2話:四天王、深読みする


 彼らそれぞれが俺にこう名乗った。


 竜族の女王――【紅き女帝レッドクイーン】ゼテア。


 魔獣族の長――【九つの災詩ナイン・テイル】レーヴェ。


 不死族の主――【夜の歩く者ナイト・ウォーカー】クロムウェル。


 精霊族の神――【光輝輪廻リンカーネーション】ルクス・ルーチェ。


 それらの名は、俺でも知っているほど有名な物で、伝説や、英雄譚、邪教やエルフ達の教えに出てくるような名前ばかりだ。


 ……つまり、何を言いたいかというと……


 なんだか凄くヤバイ奴らがここに集まっているということだ。竜に九尾に吸血鬼ヴァンパイアに精霊神。世界を四回ほど滅ぼせそうなほどの力だ。


 そしてなぜか……そんな彼らが俺を主人だと思っている節がある。


 いや、確かにテイム! ってやけくそにやったけどさ。


 スライムすらテイムできなかった俺に、こんな伝説級の魔物がテイム出来るわけない……はずなのに。


「我が背中に乗るのが最も勇猛であろう!!」

「私の背に乗る主様こそ、至高よ? 黄金色の尾をたなびかせる姿を想像してみなさい」

「やはりここはボーンドラゴン一個大隊による編隊飛行が最もマスターに相応しい出陣かと」

「【風精霊シルフ】で空に道を作って、そこを歩くのはどう? 勿論【光精霊ウィルオウィスプ】で光の演出もバッチリだよ」


 俺が、とりあえずこの穴から外に出たいと言った途端に、彼らはどうやって上まで昇るかを真剣に議論していた。


「いやあの、普通で良いんだけど……」


 俺は、頭を付き合わせて喧々囂々けんけんごうごう話し合っている彼らに、そう恐る恐る声を掛けた。

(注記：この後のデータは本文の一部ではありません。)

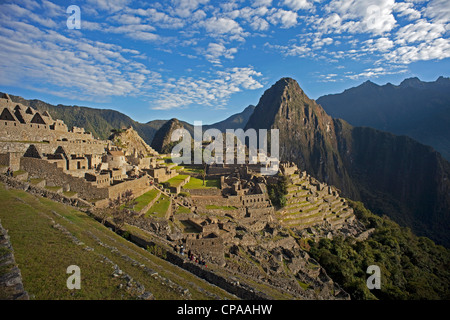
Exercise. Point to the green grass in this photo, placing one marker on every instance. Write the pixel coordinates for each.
(69, 193)
(196, 183)
(18, 172)
(160, 208)
(54, 189)
(193, 170)
(145, 199)
(220, 207)
(176, 181)
(182, 209)
(43, 254)
(36, 181)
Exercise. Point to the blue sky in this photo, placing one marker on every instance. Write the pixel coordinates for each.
(206, 60)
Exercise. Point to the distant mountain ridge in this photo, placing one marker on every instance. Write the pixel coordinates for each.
(393, 175)
(236, 121)
(418, 109)
(99, 122)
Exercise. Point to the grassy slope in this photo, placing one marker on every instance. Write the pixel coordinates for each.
(43, 253)
(195, 183)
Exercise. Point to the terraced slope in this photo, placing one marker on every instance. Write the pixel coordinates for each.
(311, 203)
(47, 237)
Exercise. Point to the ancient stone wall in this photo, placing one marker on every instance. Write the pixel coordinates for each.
(204, 192)
(55, 176)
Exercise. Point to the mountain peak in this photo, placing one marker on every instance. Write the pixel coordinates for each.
(162, 140)
(411, 82)
(284, 103)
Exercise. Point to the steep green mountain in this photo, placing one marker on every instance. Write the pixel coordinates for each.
(236, 121)
(162, 141)
(99, 122)
(393, 175)
(420, 110)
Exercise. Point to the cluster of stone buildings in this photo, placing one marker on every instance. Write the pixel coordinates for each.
(97, 170)
(72, 159)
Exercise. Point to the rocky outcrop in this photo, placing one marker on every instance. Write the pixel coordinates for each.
(131, 143)
(162, 141)
(392, 175)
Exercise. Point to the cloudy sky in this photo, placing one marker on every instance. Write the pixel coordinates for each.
(205, 59)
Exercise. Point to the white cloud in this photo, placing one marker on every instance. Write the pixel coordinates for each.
(285, 18)
(217, 50)
(420, 31)
(297, 4)
(224, 26)
(382, 44)
(438, 10)
(70, 65)
(259, 24)
(185, 8)
(436, 49)
(371, 73)
(356, 16)
(406, 9)
(292, 50)
(212, 92)
(109, 5)
(262, 3)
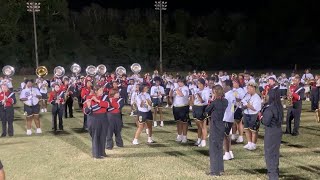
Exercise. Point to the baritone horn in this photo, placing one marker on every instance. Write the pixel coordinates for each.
(59, 71)
(136, 68)
(91, 70)
(8, 70)
(121, 71)
(101, 69)
(75, 69)
(41, 71)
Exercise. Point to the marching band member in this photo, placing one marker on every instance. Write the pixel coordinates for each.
(228, 119)
(283, 81)
(314, 96)
(216, 110)
(56, 99)
(272, 116)
(85, 91)
(7, 99)
(114, 118)
(43, 88)
(296, 94)
(180, 109)
(200, 98)
(157, 92)
(134, 104)
(30, 97)
(252, 106)
(305, 79)
(95, 107)
(239, 94)
(144, 114)
(69, 91)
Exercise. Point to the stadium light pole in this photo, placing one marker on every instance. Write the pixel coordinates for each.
(33, 8)
(160, 6)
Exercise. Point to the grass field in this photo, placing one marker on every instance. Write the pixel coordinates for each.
(67, 155)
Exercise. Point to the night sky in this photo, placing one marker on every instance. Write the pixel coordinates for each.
(197, 7)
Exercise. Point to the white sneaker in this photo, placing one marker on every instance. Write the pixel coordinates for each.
(179, 138)
(233, 137)
(135, 142)
(231, 154)
(184, 139)
(240, 139)
(29, 132)
(38, 131)
(197, 142)
(150, 140)
(247, 146)
(227, 156)
(252, 147)
(202, 144)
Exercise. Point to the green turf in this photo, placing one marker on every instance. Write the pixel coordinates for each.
(68, 154)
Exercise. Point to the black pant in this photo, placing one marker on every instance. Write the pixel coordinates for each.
(57, 110)
(96, 125)
(115, 125)
(69, 105)
(216, 147)
(314, 98)
(272, 142)
(293, 113)
(7, 116)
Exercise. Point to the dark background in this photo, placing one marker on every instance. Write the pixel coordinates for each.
(209, 35)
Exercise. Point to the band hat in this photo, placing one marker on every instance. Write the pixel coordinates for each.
(252, 84)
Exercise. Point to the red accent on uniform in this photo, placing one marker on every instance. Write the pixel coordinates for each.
(9, 101)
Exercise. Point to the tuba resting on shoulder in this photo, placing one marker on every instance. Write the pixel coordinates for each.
(41, 71)
(135, 68)
(91, 70)
(101, 70)
(8, 70)
(121, 71)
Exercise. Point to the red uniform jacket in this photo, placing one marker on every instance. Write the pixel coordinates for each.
(96, 108)
(85, 92)
(10, 98)
(115, 105)
(53, 96)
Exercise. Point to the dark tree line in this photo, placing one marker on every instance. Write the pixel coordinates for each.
(278, 35)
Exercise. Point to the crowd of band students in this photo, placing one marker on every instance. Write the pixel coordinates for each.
(226, 105)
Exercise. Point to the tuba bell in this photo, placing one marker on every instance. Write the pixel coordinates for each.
(91, 70)
(136, 68)
(8, 70)
(59, 71)
(121, 71)
(101, 69)
(75, 69)
(41, 71)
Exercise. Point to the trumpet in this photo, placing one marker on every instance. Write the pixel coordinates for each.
(91, 70)
(59, 71)
(41, 71)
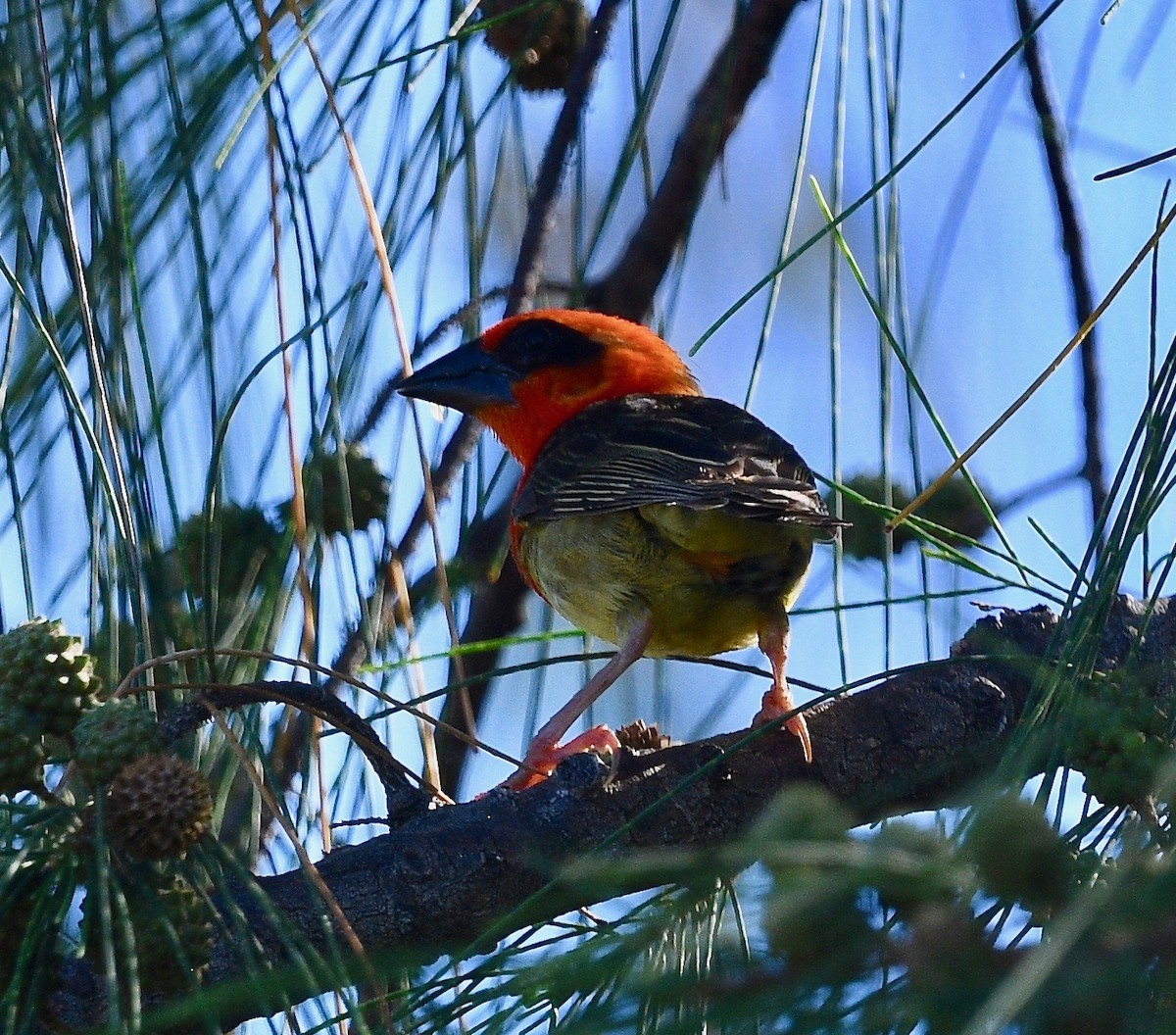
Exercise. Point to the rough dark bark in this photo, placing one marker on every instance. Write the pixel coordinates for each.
(475, 871)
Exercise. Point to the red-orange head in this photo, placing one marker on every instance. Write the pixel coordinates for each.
(528, 374)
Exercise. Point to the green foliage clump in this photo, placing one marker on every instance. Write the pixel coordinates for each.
(333, 510)
(953, 509)
(1018, 857)
(241, 548)
(1122, 734)
(541, 41)
(24, 751)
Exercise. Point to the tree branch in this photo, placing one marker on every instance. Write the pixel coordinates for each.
(446, 879)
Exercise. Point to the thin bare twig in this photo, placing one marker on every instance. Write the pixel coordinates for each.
(1074, 244)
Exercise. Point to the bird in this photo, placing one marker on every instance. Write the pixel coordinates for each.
(651, 516)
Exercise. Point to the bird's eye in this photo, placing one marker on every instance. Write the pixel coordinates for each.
(539, 344)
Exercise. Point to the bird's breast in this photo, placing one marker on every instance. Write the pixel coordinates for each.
(707, 588)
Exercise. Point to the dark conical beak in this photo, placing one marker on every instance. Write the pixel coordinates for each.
(467, 379)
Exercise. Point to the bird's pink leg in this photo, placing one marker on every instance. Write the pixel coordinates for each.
(777, 701)
(546, 752)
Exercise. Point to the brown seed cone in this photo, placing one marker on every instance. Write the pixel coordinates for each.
(638, 736)
(541, 44)
(158, 807)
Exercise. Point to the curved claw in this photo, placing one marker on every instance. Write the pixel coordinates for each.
(544, 757)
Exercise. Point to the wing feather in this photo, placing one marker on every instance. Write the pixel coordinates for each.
(686, 450)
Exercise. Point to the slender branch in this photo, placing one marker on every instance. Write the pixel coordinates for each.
(541, 211)
(742, 63)
(1074, 244)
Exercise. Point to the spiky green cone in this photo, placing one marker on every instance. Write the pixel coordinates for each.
(46, 673)
(111, 736)
(158, 807)
(173, 928)
(368, 491)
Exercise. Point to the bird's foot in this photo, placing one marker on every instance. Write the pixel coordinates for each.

すると彼らは突如喋るのを止めて、俺の方へと向くと頭を垂れた。その動きは素早く、いやに規律的だった。


 まるで、俺の言葉が絶対――そんな風に見えた。


「我が愛しの君……申し訳ない。こんな事に時間を掛け議論している事自体が無駄だと仰るのは当然だ……」


 赤い竜――ゼテアが申し訳なさそうにそう謝ってきた。


「〝普通〟という言葉を凡人は良く使いたがるけど、実は概念としてはとても難しい物よ。つまり、私達は試されているのね」


 九尾の狐――レーヴェがそんな事を言いだした。いや、うん……俺は確かに凡人だし、さっきの言葉にそんなに深い意味はないぞ。


「くはは……こたびのマスターも中々に手厳しい。確かに、吾輩達は手段に囚われすぎていた。大事なのは……そこではない」


 吸血鬼ヴァンパイアのクロムウェルがそう言うが、その通りだよ!


「あはは、派手な方がいいじゃん! それにほら、


 精霊神ルクス・ルーチェ――呼び名はルクスで良いらしい――がケラケラと笑う。


 うん? 観客?


「我が愛しの君よ。我々は貴方と繋がった時に、その魂に刻まれた記憶を垣間見た」


 ゼテアがそう口にして、顔を俺に寄せてくる。

 

 過去の俺だったら、きっと恐ろしくて、卒倒していただろう。だけど、今は分かる。

 ゼテアの目には、優しさの光があった。


 それは決して憐れんでいるわけではない、慈愛の眼差しだ。まるで、母が我が子に注ぐような、そんな視線だ。


「我々は主様を守る盾でありそして――矛でもあるわ」


 俺の身体を包むようにレーヴェが身体を寄り添ってくる。柔らかく、甘い香りのするそのふさふさの体毛が心地良い。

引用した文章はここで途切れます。